Of course, the best bet is to re-use all your old URLs in your new site. This is often quite a challenge but if it is possible then it is certainly worth doing.

Let's say you can't re-use your old URLs. You're looking at the use of server side redirects to go in the place of each old URL and redirect both users and spiders to the new URL for that page. By default, servers and server side script will issue a '302' header but to get the very best transfer from one page to another you'll want to work with '301' redirects instead. I've just written a longer post about redirects (http://forums.searchenginewatch.com/showthread.php?p=76092) which may be helpful here.

If you're dealing with .html or .htm pages then this can get tricky as these suffices don't tend to support server side script. I've found that in Apache its best to re-configure the server to let it treat .html pages as, for example, as PHP. You can also use .htaccess and Mod_rewrite (http://httpd.apache.org/docs/1.3/mod/mod_rewrite.html).

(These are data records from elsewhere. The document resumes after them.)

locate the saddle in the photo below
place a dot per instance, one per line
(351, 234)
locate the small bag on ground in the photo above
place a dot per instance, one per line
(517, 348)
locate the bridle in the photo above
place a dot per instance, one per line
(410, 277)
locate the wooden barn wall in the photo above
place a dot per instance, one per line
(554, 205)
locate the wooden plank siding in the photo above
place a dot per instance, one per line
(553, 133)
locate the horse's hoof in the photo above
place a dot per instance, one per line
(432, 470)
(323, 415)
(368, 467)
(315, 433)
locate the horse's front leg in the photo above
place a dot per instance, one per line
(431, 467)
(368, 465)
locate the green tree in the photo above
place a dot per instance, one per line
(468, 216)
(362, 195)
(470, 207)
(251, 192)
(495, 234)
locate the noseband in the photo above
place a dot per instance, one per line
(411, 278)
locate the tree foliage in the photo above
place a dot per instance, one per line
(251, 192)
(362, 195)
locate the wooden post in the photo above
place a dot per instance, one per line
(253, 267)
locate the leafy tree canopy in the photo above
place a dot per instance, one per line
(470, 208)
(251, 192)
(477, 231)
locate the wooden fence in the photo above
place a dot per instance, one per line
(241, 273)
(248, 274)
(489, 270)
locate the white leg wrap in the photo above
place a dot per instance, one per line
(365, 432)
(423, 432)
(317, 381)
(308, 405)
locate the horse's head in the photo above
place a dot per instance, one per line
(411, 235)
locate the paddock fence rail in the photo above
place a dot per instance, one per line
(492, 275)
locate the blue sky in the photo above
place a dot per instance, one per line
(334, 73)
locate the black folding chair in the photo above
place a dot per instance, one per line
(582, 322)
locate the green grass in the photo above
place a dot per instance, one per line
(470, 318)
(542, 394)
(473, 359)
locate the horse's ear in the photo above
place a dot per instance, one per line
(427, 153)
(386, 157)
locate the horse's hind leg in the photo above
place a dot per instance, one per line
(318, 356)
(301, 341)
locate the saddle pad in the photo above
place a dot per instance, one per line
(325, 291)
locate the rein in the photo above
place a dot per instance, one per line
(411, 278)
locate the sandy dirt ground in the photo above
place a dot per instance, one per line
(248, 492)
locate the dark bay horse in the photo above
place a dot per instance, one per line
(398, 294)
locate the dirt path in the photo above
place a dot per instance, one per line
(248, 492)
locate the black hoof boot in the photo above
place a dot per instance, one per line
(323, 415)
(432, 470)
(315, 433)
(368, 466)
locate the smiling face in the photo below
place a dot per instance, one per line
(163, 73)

In IIS, if you're dealing with .html and old .html suffixes, then you could create a virtual directory for each old URL and redirect via that. That'll be a tough task for your server and I suspect your infrastructure people will hate you. Suggest it first and then back down to the use of ISAPI filters (http://msdn.microsoft.com/library/default.asp?url=/library/en-us/vccore98/HTML/_core_isapi_extensions.3a_.filters.asp). Heh. ISAPI filters are also work for the server people to do but it'll look like a nice compromise. With ISAPI filters you're using regular expression rules (as you'll use with Mod_rewrite) to tell the server that when it sees a pattern like http://www.example.com/old/site/*anything*.html that that now translates as http://www.example.com/new/*anything*.asp.

As a back up have a nicely formatted custom 404 error page. Your users may well find old dead pages (as it's awfully hard to get all those redirects in correctly) and you don't want to loose them by showing them unhelpful error pages. A custom 404 error page with a search box or a sitemap is a good way to keep the user on your domain. Just make certain that your custom 404 error page continues to return the 404 header.

As for a more general "how will 50, 000 new pages be indexed?" question I'm afraid that depends very much on how search engine friendly it is. If you're using a nicely structured site with clean href anchors from page to page then search engines will have no problem indexing the site. If you're using JavaScript and forms then the search engines may never see many of these 50, 000 new pages. If you're using Flash or Ajax then your 50, 000 pages may be 'conceptual pages' only and your site may in fact only be one URL and therefore only one page for the search engines to find.

If your site currently as a good PageRank (http://www.google.com/technology/) then you can expect Google to crawl and index your new site more quickly than if you have a low PageRank. One of the main goals of going through all that redirect drama is to ensure that you're not throwing away any old PageRank and that you're transferring as much as possible to the new site.

There are SEOrs on these forums who will tell you that PageRank is worthless now. There is a debate. I agree that PageRank has no impact on page position. However, I do believe that PageRank is still an indication of how often Google will visit and how thorough each visit will be.

Once again, Google's sitemap XML is the best way to ensure that any target URLs are introduced to it.